Para pelaku ekonomi muslim umumnya sudah tahu bahwa riba haram. Umumnya juga mereka sudah tahu model-model riba dalam kehidupan modern yang banyak terkait dengan lembaga keuangan konvensional. Tetapi umumnya juga mereka mengaku terpaksa berinteraksi dengan riba karena kebutuhan. Padahal Allah swt sudah menjanjikan bahwa siapa saja yang berhijrah di jalan-Nya, meski akan mengalami kesulitan terlebih dahulu, pada akhirnya akan menemukan kesenangan di dunia. Jadi mengapa tidak segera hijrah dari riba?

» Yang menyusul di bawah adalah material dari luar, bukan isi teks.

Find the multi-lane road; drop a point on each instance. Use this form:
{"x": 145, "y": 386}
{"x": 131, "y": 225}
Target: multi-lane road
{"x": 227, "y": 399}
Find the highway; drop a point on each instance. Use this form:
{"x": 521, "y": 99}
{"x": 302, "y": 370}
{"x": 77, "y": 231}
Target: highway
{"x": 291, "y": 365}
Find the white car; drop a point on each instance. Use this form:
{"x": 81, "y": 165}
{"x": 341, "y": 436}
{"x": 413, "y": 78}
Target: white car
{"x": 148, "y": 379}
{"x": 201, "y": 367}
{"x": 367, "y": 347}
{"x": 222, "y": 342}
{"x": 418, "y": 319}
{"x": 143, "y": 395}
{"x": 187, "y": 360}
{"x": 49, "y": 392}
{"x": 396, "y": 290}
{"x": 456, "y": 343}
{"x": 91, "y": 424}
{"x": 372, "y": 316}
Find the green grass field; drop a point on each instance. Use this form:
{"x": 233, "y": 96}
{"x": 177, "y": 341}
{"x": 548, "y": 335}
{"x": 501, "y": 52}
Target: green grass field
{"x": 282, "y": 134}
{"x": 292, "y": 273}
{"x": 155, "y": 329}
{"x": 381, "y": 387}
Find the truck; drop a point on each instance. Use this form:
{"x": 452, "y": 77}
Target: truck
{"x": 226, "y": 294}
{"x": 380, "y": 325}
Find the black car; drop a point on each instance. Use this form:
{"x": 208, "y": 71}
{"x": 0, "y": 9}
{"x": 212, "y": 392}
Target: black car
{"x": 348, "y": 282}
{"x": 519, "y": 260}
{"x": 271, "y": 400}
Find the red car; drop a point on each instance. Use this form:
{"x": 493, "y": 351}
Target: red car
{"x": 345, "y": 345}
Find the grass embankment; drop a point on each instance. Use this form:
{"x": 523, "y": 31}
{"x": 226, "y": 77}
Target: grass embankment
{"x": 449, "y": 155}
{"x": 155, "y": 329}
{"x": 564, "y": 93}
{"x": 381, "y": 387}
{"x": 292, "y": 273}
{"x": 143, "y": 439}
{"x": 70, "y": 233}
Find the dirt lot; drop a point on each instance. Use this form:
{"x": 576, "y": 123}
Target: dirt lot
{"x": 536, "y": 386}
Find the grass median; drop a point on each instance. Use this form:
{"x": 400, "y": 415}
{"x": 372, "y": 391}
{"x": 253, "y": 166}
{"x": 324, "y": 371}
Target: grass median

Kepada para shahabat yang sudah berhijrah dari Makkah ke Madinah; mereka yang sudah mengorbankan semua yang mereka miliki di Makkah demi menyelamatkan agama yang diyakini, Nabi saw masih mengingatkan bahwa hijrah belum sepenuhnya selesai. Masih ada hijrah ma’nawi yang harus mereka amalkan dengan istiqamah, yaitu:

الْمُسْلِمُ مَنْ سَلِمَ الْمُسْلِمُونَ مِنْ لِسَانِهِ وَيَدِهِ وَالْمُهَاجِرُ مَنْ هَجَرَ مَا نَهَى اللهُ عَنْهُ

Orang Muslim itu adalah orang yang muslim-muslim lainnya selamat dari lisan dan tangannya. Sedangkan muhajir (orang yang hijrah) itu adalah orang yang menjauhi apa yang dilarang Allah (Shahih al-Bukhari kitab al-iman bab al-muslim man salima al-muslimun no. 9).

الْمُؤْمِنُ مَنْ أَمِنَهُ النَّاسُ عَلَى أَمْوَالِهِمْ وَأَنْفُسِهِمْ وَالْمُهَاجِرُ مَنْ هَجَرَ الْخَطَايَا وَالذُّنُوبَ

Orang mu`min itu adalah orang yang orang-orang lainnya merasa aman dalam hal harta dan jiwa mereka dari (gangguan)-nya. Sementara muhajir adalah orang yang menjauhi kesalahan dan dosa (Sunan Ibn Majah kitab al-fitan bab hurmah damil-muslimin wa malihi no. 3924).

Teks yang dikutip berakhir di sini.